They have many jobs. They patrol campgrounds and trail heads, assisting visitors and collecting trash. They man entrance booths, clean, do light maintenance, sell firewood and parking passes. They provide information, and assist in emergency situations. They are the front-country eyes and ears of many park rangers who cannot be everywhere at once. They help ensure safety and order in campgrounds, trailheads and natural areas.
Mostly they are there for the lifestyle, to live in the beautiful natural lands of the US, taking the comforts of their own tiny homes with them. The vast majority of them are retired couples with much life experience, but they can be any age, young people, singles, traveling friends, middle aged, or families with young children. Their homes can be anything from the smallest teardrop trailer to a full sized motor coach. Some are summer nomads, others are full time RV. Many of them have no permanent residence or traditional home.

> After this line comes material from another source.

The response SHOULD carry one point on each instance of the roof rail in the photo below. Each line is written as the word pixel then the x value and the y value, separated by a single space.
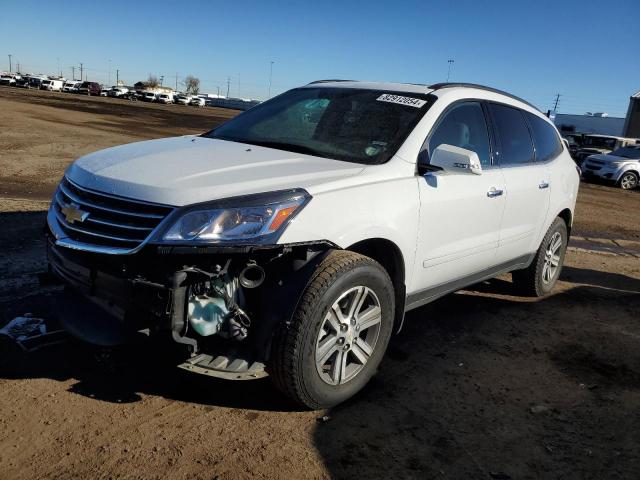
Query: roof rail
pixel 329 81
pixel 438 86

There are thousands of host positions across the country, seasonal in colder states and year round in warm ones. Some are in very remote desert, forest or mountain locations, others are closer to towns or beachfronts. Hosts live at the edge of wilderness, experiencing nature every day, and meeting people from across the country and around the world. It requires living creatively, simply, and without some traditional comforts. It means living with nature at your door step, sharing with others a love of the outdoors, and seeing new and exciting places. It’s a lifestyle of freedom and adventure.